The goal of this study is to propose a rapid design approach for designing a minimum pressure loss U-bend in a turbine internal cooling passage using topology optimization. The total pressure loss in the bend region is critical, as the presence of U-bend dominates the pressure loss so that it demands increased coolant feed pressure. However, it is challenging to come up with general design rule for U-bend with minimum pressure loss. The proposed rapid design approach can be applied as a 3D U-bend geometry optimization tool. The minimization of the total pressure loss is achieved by implementing topology optimization that uses a continuous adjoint approach with steepest-descent method. An incompressible steady-state flow (low-fidelity simulation) solver is applied for the design space, which is modeled as a porous medium with variable porosity.

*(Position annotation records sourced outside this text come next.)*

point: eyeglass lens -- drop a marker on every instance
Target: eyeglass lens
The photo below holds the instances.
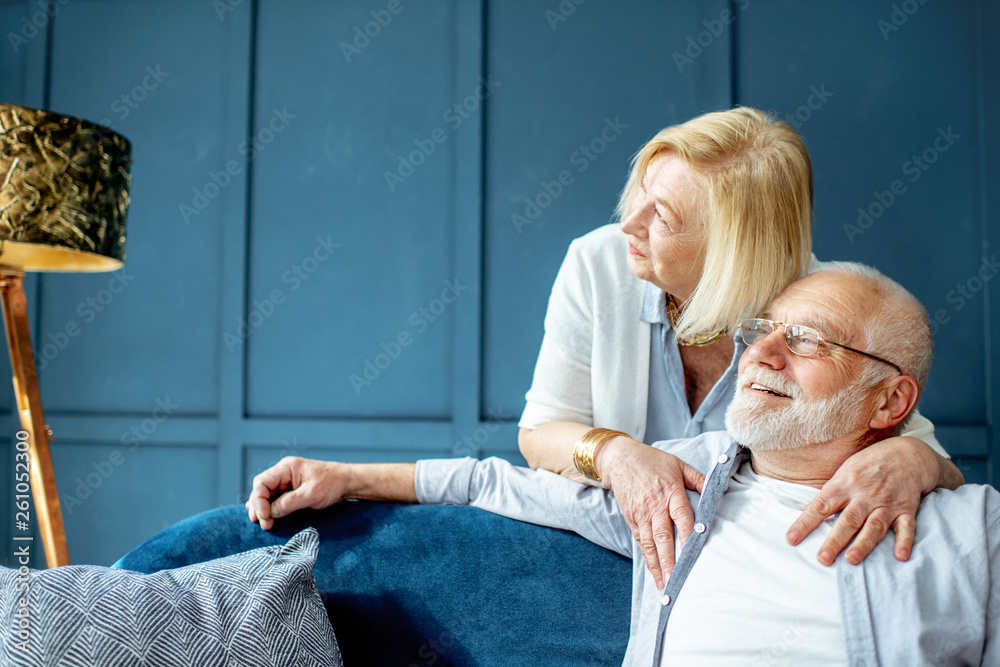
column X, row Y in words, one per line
column 799, row 339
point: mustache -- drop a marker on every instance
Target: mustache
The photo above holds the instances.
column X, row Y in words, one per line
column 768, row 378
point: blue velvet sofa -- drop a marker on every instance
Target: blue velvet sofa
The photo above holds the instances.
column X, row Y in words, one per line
column 415, row 586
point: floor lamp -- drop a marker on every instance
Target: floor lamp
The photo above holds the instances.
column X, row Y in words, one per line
column 63, row 200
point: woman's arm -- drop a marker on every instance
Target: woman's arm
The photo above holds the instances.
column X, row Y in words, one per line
column 550, row 447
column 649, row 485
column 879, row 487
column 295, row 483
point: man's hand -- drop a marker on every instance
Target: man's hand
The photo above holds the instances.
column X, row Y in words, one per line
column 301, row 483
column 649, row 486
column 878, row 487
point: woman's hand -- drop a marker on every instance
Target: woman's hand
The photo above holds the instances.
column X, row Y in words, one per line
column 301, row 483
column 878, row 487
column 649, row 486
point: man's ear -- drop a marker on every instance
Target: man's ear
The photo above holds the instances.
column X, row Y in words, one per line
column 893, row 402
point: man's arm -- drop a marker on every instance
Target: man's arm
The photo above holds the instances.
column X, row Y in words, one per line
column 295, row 483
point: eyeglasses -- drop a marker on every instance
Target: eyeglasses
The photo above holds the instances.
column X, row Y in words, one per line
column 801, row 340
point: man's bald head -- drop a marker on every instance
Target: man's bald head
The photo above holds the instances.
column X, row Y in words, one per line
column 893, row 323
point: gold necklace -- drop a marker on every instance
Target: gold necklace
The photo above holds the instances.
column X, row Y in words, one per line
column 698, row 340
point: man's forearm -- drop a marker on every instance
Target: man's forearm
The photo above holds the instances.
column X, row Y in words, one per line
column 951, row 477
column 386, row 482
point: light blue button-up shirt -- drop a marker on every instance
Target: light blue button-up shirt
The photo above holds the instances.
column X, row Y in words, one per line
column 941, row 607
column 668, row 415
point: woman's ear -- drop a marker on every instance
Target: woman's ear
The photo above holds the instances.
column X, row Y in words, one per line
column 894, row 401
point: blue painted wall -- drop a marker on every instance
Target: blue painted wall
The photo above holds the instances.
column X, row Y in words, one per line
column 341, row 244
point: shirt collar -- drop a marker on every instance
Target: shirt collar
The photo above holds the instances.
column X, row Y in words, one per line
column 654, row 305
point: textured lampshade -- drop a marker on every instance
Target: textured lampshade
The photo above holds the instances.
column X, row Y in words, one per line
column 64, row 186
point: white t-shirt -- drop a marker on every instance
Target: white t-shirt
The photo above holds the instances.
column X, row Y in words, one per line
column 752, row 598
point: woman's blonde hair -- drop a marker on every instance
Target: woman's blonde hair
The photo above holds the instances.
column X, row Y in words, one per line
column 756, row 210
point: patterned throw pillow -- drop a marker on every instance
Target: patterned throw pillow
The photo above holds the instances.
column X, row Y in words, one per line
column 256, row 608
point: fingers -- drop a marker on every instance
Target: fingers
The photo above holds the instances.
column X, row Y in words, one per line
column 906, row 528
column 683, row 516
column 693, row 479
column 290, row 501
column 662, row 559
column 854, row 522
column 812, row 516
column 266, row 485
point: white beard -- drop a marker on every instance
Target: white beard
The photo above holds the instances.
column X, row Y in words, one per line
column 761, row 427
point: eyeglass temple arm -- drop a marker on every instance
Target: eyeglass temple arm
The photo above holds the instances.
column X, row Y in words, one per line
column 870, row 356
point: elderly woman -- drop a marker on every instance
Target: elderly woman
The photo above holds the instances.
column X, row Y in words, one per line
column 639, row 338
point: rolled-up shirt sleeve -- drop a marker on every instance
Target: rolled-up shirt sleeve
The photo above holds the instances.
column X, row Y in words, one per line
column 533, row 496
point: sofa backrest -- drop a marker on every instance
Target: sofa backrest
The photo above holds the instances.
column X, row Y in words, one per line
column 421, row 585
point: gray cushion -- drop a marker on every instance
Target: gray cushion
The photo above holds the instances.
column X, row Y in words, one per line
column 256, row 608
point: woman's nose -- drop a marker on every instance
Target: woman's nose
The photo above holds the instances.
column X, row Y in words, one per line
column 635, row 222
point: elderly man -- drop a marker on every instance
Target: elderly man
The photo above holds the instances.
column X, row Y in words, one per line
column 835, row 364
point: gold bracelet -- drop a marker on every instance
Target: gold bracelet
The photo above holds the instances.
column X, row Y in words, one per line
column 586, row 449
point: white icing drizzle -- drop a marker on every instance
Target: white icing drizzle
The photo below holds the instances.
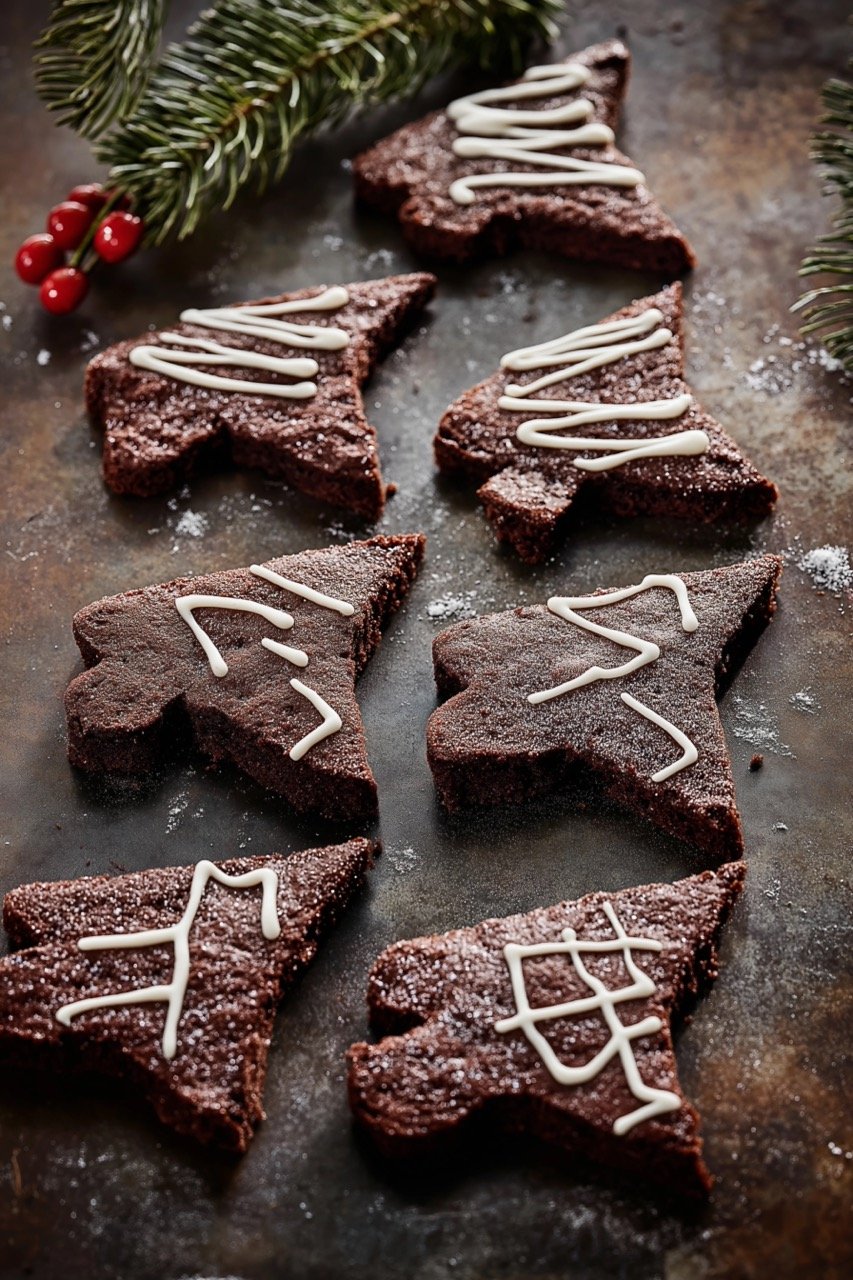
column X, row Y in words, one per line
column 181, row 353
column 575, row 353
column 185, row 604
column 308, row 593
column 528, row 137
column 177, row 936
column 603, row 1001
column 646, row 652
column 332, row 722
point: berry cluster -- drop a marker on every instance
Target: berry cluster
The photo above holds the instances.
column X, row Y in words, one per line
column 91, row 224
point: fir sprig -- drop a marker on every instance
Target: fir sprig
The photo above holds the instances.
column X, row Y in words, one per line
column 94, row 59
column 829, row 310
column 226, row 106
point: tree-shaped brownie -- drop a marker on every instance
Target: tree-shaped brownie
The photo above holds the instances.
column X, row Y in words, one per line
column 259, row 663
column 556, row 1025
column 602, row 417
column 273, row 384
column 530, row 164
column 619, row 685
column 170, row 978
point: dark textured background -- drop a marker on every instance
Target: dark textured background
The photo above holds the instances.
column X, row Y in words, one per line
column 717, row 115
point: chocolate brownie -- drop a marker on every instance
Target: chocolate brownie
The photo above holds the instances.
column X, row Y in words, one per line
column 529, row 1025
column 306, row 426
column 447, row 211
column 529, row 472
column 215, row 946
column 258, row 663
column 616, row 686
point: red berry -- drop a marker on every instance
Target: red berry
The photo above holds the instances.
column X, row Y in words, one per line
column 68, row 223
column 118, row 201
column 63, row 291
column 118, row 237
column 90, row 193
column 36, row 257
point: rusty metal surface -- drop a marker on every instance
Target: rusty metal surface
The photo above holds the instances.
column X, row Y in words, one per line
column 720, row 106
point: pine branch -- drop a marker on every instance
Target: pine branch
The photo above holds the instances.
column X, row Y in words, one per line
column 94, row 59
column 829, row 310
column 226, row 106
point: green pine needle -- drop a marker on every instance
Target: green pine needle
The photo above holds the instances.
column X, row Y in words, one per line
column 94, row 59
column 829, row 310
column 226, row 106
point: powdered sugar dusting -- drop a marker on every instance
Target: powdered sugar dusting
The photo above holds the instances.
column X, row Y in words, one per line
column 755, row 725
column 452, row 608
column 192, row 524
column 803, row 700
column 829, row 567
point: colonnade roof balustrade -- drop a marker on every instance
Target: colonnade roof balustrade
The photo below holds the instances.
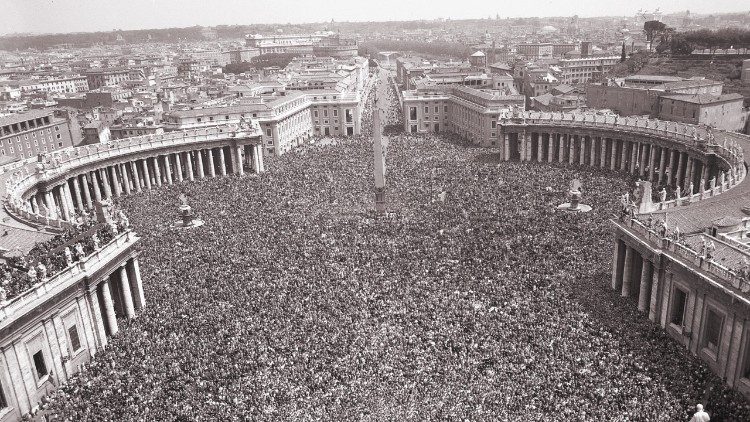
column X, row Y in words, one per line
column 19, row 178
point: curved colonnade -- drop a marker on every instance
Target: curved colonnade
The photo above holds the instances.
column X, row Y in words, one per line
column 50, row 193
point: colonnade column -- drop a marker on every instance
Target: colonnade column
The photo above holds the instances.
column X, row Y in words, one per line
column 189, row 165
column 615, row 263
column 678, row 181
column 99, row 330
column 77, row 192
column 627, row 270
column 178, row 167
column 86, row 193
column 126, row 293
column 550, row 147
column 136, row 176
column 97, row 189
column 109, row 307
column 168, row 169
column 240, row 170
column 146, row 174
column 222, row 163
column 125, row 178
column 644, row 295
column 157, row 170
column 136, row 283
column 651, row 161
column 662, row 163
column 105, row 183
column 506, row 146
column 199, row 156
column 115, row 181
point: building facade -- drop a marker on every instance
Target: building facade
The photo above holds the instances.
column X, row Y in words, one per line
column 37, row 131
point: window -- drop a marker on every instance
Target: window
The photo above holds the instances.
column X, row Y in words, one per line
column 679, row 303
column 75, row 341
column 712, row 333
column 40, row 365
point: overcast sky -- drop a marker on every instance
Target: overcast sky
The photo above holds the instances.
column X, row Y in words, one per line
column 55, row 16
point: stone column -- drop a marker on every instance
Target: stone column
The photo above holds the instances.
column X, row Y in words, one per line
column 136, row 285
column 627, row 271
column 189, row 165
column 662, row 163
column 86, row 192
column 63, row 203
column 105, row 183
column 157, row 170
column 49, row 203
column 97, row 189
column 126, row 293
column 571, row 148
column 633, row 156
column 99, row 330
column 222, row 162
column 109, row 307
column 238, row 163
column 670, row 173
column 125, row 178
column 644, row 296
column 178, row 167
column 77, row 193
column 115, row 181
column 651, row 162
column 618, row 251
column 199, row 156
column 550, row 147
column 168, row 169
column 693, row 170
column 679, row 177
column 211, row 163
column 506, row 146
column 642, row 160
column 146, row 175
column 136, row 176
column 262, row 166
column 654, row 294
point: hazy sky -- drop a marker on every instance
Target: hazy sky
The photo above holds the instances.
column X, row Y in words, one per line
column 55, row 16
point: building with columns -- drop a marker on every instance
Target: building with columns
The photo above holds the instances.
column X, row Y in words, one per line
column 50, row 331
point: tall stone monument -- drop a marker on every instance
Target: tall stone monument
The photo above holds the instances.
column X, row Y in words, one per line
column 377, row 143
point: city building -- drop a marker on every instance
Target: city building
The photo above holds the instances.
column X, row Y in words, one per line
column 98, row 78
column 37, row 131
column 470, row 112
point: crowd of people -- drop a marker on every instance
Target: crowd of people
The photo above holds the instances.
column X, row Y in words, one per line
column 20, row 273
column 471, row 298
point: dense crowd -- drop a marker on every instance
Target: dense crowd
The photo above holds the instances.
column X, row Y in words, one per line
column 471, row 299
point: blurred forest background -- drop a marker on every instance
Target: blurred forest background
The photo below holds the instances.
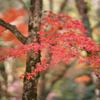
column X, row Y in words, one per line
column 61, row 82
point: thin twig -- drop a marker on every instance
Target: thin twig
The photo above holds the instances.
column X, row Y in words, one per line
column 14, row 30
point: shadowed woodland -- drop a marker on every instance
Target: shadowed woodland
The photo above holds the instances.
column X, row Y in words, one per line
column 20, row 23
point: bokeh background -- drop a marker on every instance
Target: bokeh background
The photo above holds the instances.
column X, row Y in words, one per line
column 60, row 82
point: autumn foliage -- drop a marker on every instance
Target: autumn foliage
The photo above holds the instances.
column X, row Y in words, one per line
column 64, row 39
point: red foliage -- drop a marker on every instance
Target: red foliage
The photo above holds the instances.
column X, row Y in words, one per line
column 64, row 38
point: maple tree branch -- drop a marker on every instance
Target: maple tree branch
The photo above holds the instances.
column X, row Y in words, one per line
column 14, row 30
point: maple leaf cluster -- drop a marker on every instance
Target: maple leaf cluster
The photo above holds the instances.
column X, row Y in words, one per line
column 64, row 39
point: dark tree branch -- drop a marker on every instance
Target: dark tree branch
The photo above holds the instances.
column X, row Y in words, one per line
column 51, row 4
column 83, row 11
column 14, row 30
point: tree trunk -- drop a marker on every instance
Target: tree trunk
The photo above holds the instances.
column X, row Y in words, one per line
column 30, row 86
column 83, row 11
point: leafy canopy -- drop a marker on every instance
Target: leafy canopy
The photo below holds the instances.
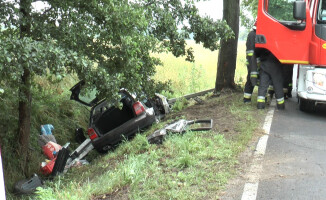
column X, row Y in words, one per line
column 108, row 43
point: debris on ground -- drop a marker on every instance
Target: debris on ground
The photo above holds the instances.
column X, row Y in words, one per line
column 179, row 126
column 28, row 186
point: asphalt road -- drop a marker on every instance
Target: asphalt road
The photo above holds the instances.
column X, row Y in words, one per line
column 294, row 165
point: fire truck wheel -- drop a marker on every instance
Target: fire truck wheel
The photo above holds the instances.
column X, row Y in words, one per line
column 307, row 105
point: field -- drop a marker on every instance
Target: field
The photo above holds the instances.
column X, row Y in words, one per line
column 187, row 77
column 137, row 169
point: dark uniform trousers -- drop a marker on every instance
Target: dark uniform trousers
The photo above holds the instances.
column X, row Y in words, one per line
column 271, row 71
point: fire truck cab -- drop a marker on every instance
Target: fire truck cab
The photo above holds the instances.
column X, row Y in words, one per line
column 295, row 32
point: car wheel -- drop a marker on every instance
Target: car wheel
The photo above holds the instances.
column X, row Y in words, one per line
column 306, row 105
column 104, row 149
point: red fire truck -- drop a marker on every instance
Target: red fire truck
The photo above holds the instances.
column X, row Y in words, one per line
column 295, row 32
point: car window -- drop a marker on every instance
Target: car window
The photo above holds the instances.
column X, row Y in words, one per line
column 281, row 10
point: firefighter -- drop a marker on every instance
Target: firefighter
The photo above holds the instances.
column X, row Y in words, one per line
column 252, row 66
column 270, row 71
column 287, row 86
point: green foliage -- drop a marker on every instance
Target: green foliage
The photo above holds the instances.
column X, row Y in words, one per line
column 279, row 9
column 180, row 104
column 248, row 6
column 51, row 105
column 101, row 41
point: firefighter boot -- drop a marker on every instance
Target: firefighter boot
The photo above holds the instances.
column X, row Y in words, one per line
column 271, row 92
column 246, row 100
column 281, row 106
column 260, row 105
column 290, row 92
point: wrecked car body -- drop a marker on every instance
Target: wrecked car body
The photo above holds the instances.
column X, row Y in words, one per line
column 109, row 125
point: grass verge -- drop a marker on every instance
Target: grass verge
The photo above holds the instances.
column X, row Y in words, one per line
column 194, row 165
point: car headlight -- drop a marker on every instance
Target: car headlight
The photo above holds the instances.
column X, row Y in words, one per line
column 319, row 80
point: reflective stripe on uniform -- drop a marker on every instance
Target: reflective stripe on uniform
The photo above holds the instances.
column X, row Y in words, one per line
column 280, row 100
column 254, row 74
column 247, row 95
column 250, row 52
column 261, row 99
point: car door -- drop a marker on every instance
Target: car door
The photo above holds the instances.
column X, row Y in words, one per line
column 79, row 94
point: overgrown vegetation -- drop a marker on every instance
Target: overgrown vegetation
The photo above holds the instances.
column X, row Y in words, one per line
column 194, row 165
column 51, row 105
column 187, row 166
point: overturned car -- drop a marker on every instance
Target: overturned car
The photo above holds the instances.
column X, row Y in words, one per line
column 109, row 125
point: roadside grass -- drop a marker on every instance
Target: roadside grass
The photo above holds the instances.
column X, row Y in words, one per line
column 51, row 105
column 187, row 77
column 193, row 165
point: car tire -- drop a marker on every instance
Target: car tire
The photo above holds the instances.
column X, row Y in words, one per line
column 306, row 105
column 104, row 149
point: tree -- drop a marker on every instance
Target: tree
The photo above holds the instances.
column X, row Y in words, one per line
column 107, row 43
column 228, row 52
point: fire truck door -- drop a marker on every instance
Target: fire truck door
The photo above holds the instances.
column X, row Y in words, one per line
column 279, row 32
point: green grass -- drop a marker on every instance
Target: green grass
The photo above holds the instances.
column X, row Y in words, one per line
column 51, row 105
column 187, row 77
column 195, row 165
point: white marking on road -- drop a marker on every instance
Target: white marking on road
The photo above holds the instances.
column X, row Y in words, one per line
column 251, row 187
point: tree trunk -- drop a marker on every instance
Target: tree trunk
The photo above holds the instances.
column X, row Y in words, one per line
column 25, row 97
column 227, row 57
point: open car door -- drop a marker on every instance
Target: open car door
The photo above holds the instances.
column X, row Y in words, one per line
column 282, row 31
column 79, row 94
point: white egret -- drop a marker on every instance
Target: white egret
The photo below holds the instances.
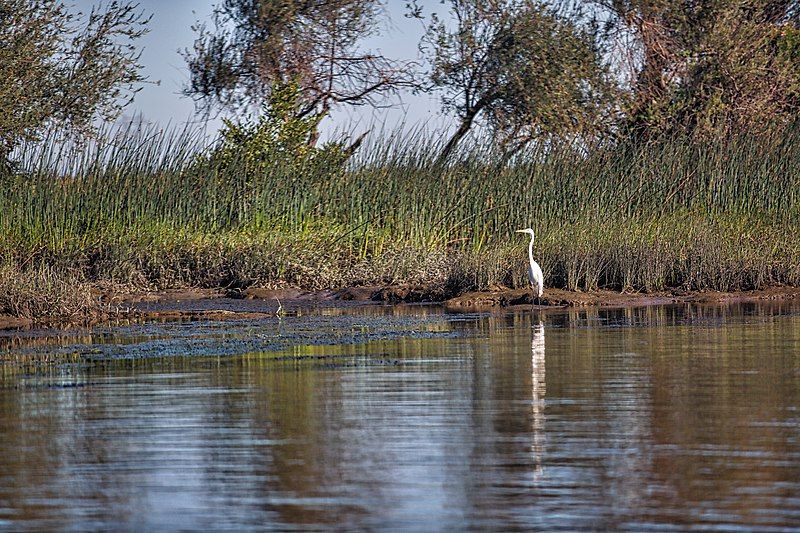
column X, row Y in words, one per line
column 535, row 275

A series of design optimization in 2D and 3D is conducted at a Reynolds number of 100,000 based on the bulk inlet velocity. 3D U-bend configurations are produced by the proposed rapid design approach in a few hours.High-fidelity computational simulations are also carried out on the optimized 2D and 3D U-bend configurations to evaluate the proposed rapid design approach. The computational studies are performed by solving the compressible, turbulent steady-state Reynolds-averaged Navier-Stokes (RANS) equations applying two turbulence models: Spalart-Allmaras and Shear Stress Transport (SST) model. The high-fidelity simulations predict a relative improvement of maximum 26.8% in total pressure drop with respect to the 3D baseline configuration. The results indicate that the proposed approach can be reliable fast design tool for optimizing U-bend geometry in incompressible flow regime.